Verification Standards
- Independently verify critical and high findings directly in code before filing them.
- Include file and line evidence in private advisory bodies.
- Confirm whether an issue is a true vulnerability, reliability hardening, or uncertain architecture risk.
- Prefer tests that prove a public client cannot invoke server-only behavior.
- For payment/webhook findings, verify both the intended signed path and the unintended bypass path.
- For UI or frontend-affecting security changes, follow the repo UI visual protocol if visuals change.
Tracking Workflow
Confirmed Private Findings
- Create a private draft GitHub Security Advisory.
- Do not request a CVE unless explicitly asked.
- Include summary, impact, confirmed evidence, recommended remediation, and validation checklist.
- Keep proof-of-concept payloads out unless they are necessary for remediation.
- If a PR is created from or for an advisory, keep public wording generic and avoid exploit detail.
Public-Safe Findings
- Create or update a normal GitHub issue.
- Use sanitized wording.
- Avoid vulnerable function names, route names, or bypass mechanics when those details would help exploitation.
- Keep acceptance criteria focused on safe outcomes and tests.
Uncertain Findings
- Report privately to the user with evidence and uncertainty.
- Ask for the minimum decision/access/scope needed to proceed.
- Do not file public tracking until classification is clear.
Scheduled Runner Guidance
Public GitHub Actions
Use only for sanitized gates:
- dependency audit
- secret scanning with normal masking
- allowlist-based boundary checks that print only generic failure text
- tests that fail with safe messages
Do not print:
- vulnerable function or route names
- exploit paths or payload examples
- advisory body drafts
- secrets, token material, provider IDs tied to real tenants, or PII
Safe failure style:
Security boundary check failed. Review private security triage output.
Private Runner
A private runner can run full inspection when logs and artifacts are restricted. It may:
- create private draft advisories
- create private triage reports
- create public issues only for sanitized hardening work
- request human triage for uncertain results
Default scheduled behavior should be human-in-the-loop: do not auto-file public issues for security-sensitive findings.
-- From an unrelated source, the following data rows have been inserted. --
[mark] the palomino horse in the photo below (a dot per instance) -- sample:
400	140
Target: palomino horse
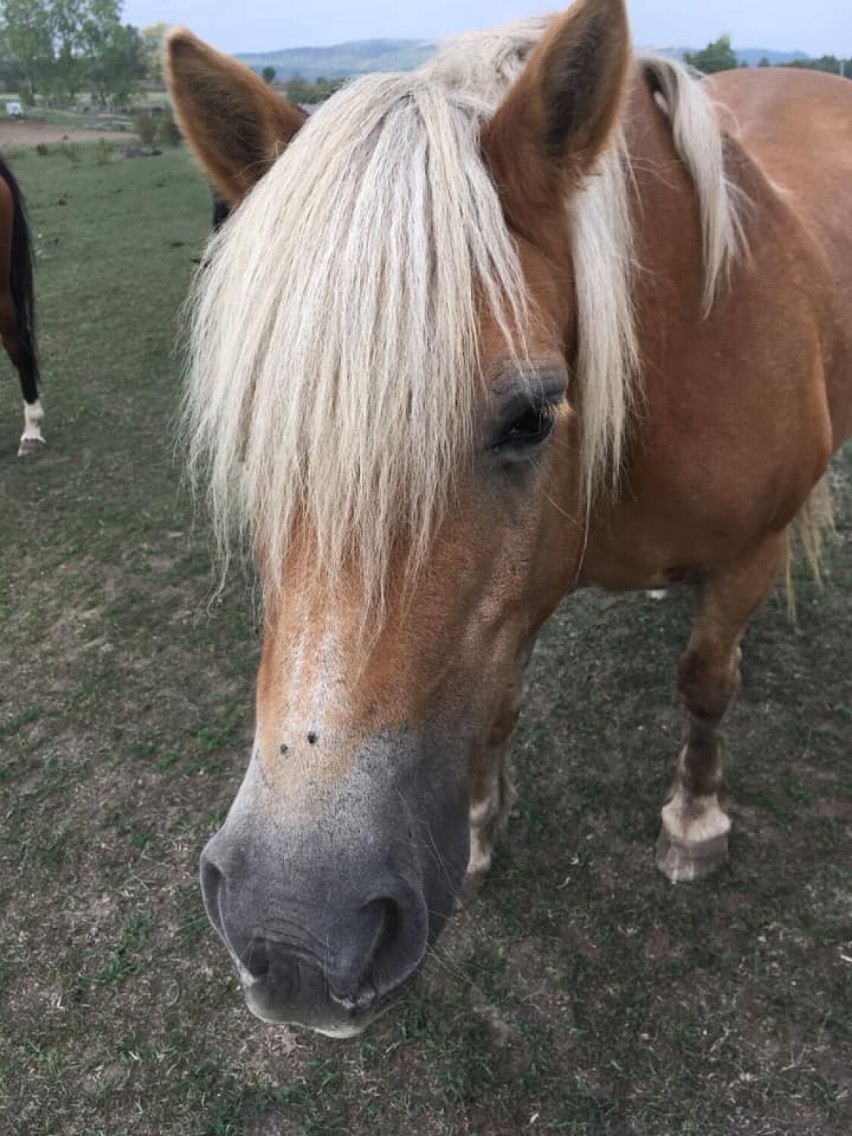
17	310
535	317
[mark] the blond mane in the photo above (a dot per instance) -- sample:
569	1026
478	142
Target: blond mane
333	372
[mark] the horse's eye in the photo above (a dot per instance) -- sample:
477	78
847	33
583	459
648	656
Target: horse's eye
527	429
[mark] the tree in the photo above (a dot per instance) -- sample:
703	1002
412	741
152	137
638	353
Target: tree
27	38
152	36
64	47
715	57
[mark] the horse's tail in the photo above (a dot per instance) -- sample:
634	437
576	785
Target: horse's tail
21	284
807	534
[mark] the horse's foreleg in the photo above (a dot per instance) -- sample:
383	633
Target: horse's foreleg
23	358
694	837
32	440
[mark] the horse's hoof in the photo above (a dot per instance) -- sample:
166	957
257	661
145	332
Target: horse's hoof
684	862
31	447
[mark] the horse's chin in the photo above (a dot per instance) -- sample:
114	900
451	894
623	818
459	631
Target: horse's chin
326	1025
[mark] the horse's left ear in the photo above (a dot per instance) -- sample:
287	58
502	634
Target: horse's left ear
556	119
235	125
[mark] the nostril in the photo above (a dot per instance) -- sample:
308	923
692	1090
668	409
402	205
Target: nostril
386	915
256	958
211	884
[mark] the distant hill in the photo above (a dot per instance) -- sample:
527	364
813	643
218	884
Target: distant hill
343	59
752	56
360	57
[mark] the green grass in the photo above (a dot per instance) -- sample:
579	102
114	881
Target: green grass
579	993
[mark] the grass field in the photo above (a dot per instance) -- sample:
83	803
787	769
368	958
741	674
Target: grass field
578	993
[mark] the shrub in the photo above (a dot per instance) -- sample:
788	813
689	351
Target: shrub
168	131
145	127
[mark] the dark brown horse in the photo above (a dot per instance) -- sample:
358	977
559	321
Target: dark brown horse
17	308
543	315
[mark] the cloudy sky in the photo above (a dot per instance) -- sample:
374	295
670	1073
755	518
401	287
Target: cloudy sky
816	26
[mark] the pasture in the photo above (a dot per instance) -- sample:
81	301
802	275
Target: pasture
578	993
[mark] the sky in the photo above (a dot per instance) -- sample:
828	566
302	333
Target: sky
816	26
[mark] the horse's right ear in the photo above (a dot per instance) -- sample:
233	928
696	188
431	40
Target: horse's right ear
556	120
235	125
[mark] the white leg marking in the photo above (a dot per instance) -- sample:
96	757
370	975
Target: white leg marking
32	437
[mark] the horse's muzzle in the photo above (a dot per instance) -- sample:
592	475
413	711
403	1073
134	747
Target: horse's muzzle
330	961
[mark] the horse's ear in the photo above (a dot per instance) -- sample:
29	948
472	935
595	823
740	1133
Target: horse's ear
558	116
235	125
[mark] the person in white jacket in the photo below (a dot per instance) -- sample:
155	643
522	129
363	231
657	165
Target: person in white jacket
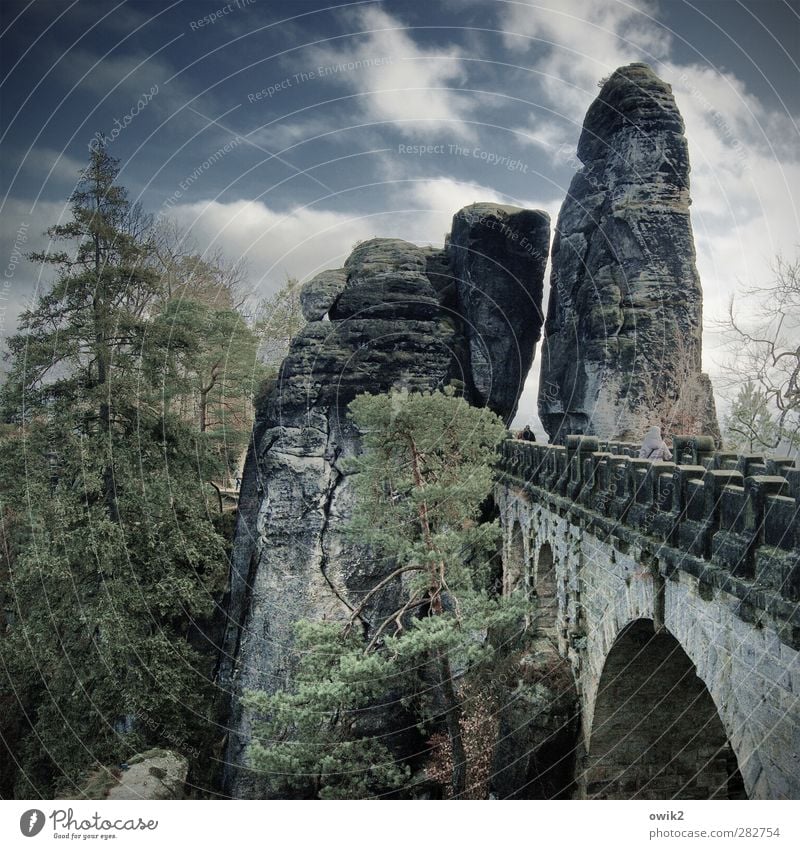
654	447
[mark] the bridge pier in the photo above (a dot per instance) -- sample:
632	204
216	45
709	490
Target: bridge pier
659	638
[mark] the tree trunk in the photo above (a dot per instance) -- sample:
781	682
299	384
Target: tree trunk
458	780
203	404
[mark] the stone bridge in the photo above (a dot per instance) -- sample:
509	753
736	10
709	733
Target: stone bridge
673	590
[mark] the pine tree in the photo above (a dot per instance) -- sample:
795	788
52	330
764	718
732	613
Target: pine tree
112	563
423	476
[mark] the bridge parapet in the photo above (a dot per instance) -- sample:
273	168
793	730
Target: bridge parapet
733	521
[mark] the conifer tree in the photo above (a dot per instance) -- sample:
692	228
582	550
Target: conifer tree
110	556
423	476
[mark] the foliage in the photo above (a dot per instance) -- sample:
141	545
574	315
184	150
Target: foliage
420	483
761	332
277	320
749	424
111	561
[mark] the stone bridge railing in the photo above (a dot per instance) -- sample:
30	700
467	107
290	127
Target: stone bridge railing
731	520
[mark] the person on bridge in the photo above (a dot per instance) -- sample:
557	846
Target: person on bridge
654	447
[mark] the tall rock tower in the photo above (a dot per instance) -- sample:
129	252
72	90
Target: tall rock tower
396	315
622	343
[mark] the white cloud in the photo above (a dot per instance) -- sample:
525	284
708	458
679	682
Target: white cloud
301	241
397	80
745	165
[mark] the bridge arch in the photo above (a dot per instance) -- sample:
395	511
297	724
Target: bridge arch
656	732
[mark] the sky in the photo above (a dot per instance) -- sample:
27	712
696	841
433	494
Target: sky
280	132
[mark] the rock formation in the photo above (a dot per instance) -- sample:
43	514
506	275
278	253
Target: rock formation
395	317
499	255
623	333
154	774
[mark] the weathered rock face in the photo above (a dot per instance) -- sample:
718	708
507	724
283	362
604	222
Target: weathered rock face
154	774
394	320
624	321
498	256
318	295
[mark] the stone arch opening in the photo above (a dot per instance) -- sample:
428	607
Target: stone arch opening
545	589
656	733
515	563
Private advisory creation should also be gated by human review unless the user has explicitly approved automatic draft advisory creation for confirmed, code-verified findings in that runner.
Output Templates
Finding
## Finding
Severity: Critical | High | Medium | Low
Classification: private-advisory | public-safe-issue | needs-human-triage
Area:
Evidence:
Impact:
Recommended remediation:
Verification:
Tracking recommendation:
Public-Safe Issue Body
## Summary
Track non-sensitive hardening work.
## Scope
- <generic hardening item>
- <test expectation>
## Acceptance Criteria
- <safe expected outcome>
Private Advisory Body
## Summary
<what is wrong, without unnecessary exploit payloads>
## Impact
<what an unauthorized or unintended actor could affect>
## Confirmed Evidence
- `<file>:<line>` <evidence>
## Recommended Remediation
- <smallest safe fix>
## Validation Checklist
- <tests/checks proving remediation>
Post-Run Checklist
After using this skill:
- Critical/high findings were verified directly before filing.
- Findings were classified before any public tracking was created.
- Public issues contain only sanitized hardening language.
- Private advisories include enough evidence and remediation detail for implementation.
- No live probing occurred without explicit authorization.